Député de la 9e circonscription des Français établis hors de France, Karim Ben Cheikh répond aux questions Lesfrancais.press. Au cours de cet entretien, le parlementaire « les écologistes » n’élude aucun sujet concernant nos compatriotes à l’étranger : éducation, fiscalité, aides sociales, … il vient même de déposer une proposition de loi avec sa collègue Éléonore Caroit, pourtant membre du bloc central. Surprenant ? Pas tant que cela pour notre invité : « Quand il s’agit des Français à l’étranger, nos clivages politiques s’estompent souvent face à des réalités très concrètes ».

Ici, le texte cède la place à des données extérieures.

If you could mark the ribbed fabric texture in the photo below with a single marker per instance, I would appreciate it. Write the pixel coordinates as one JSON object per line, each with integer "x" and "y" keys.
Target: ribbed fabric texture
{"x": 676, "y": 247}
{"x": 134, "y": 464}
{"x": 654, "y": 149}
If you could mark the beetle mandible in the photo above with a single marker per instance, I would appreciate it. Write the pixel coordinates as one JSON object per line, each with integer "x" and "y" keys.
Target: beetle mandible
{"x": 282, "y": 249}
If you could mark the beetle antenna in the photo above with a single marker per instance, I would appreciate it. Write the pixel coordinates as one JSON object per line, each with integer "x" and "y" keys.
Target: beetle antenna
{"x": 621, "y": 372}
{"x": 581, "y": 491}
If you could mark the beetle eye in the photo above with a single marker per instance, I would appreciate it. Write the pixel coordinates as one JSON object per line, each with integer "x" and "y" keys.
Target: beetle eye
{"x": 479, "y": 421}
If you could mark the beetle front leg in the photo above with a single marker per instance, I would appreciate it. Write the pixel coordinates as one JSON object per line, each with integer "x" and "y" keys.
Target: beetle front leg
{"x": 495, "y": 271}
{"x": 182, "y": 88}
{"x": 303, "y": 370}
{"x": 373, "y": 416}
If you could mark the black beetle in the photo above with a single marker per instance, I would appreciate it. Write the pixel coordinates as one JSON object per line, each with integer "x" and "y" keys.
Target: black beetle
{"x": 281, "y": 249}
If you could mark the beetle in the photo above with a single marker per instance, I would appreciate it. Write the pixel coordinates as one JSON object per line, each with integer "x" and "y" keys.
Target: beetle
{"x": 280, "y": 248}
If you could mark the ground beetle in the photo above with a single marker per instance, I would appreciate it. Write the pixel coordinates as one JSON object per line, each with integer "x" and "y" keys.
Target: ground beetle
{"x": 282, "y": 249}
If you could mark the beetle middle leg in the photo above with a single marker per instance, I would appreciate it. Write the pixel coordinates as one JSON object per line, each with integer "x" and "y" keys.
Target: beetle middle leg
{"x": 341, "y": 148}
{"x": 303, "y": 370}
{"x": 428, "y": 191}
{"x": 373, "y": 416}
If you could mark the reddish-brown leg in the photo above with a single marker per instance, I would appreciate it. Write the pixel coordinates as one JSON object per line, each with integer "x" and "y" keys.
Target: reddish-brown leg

Une loi pour les Français de l’étranger
Lesfrancais.press : « Karim Ben Cheikh vous avez déposé avec une autre députée, Eléonore Caroit, une proposition de loi visant à « renforcer les droits et les services publics des Français établis hors de France ». Alors que vous siégez au sein du Groupe les « Écologistes », votre collègue est une membre apparentée d' « Ensemble pour la République » (Renaissance). Cela illustre-t-il le caractère transpartisan de la cause des Français de l'étranger, les clivages politiques peuvent-ils être facilement dépassés sur ce sujet ? »
Karim Ben Cheikh: « Quand il s’agit des Français à l’étranger, nos clivages politiques s’estompent souvent face à des réalités très concrètes et partagées. Qu’il s’agisse d’inscrire son enfant à l’école, de faire reconnaître un acte d’état civil ou d’accéder à des soins, nos compatriotes rencontrent des obstacles administratifs et juridiques qui n’ont pas lieu d’être. Ces difficultés ne sont ni de droite ni de gauche : elles relèvent d’une exigence républicaine.
« Quand il s’agit des Français à l’étranger, nos clivages politiques s’estompent souvent face à des réalités très concrètes et partagées »,
Karim Ben Cheikh, Député de la 9e circonscription des Français établis hors de France
Avec Éléonore Caroit, nous avons fait le choix du travail commun, au-delà de nos différences, pour porter une voix forte et claire en faveur des droits et des services publics pour les Français établis hors de France. Ce texte est le fruit de deux années d’échanges, de constats partagés et d’une volonté politique. C’est la preuve qu’on peut travailler sur le fond et proposer des évolutions positives, concrètes et réalisables. »
Lesfrancais.press : « La proposition de loi annonce une grande ambition « bâtir une relation durable et équitable entre la République et ses ressortissants à l’étranger » et faire reconnaître juridiquement l’appartenance pleine des Français de l’étranger à la communauté nationale. Que voulez-vous dénoncer ? Quelles sont pour vous les situations où les non-résidents ne sont pas encore traités en équité ? »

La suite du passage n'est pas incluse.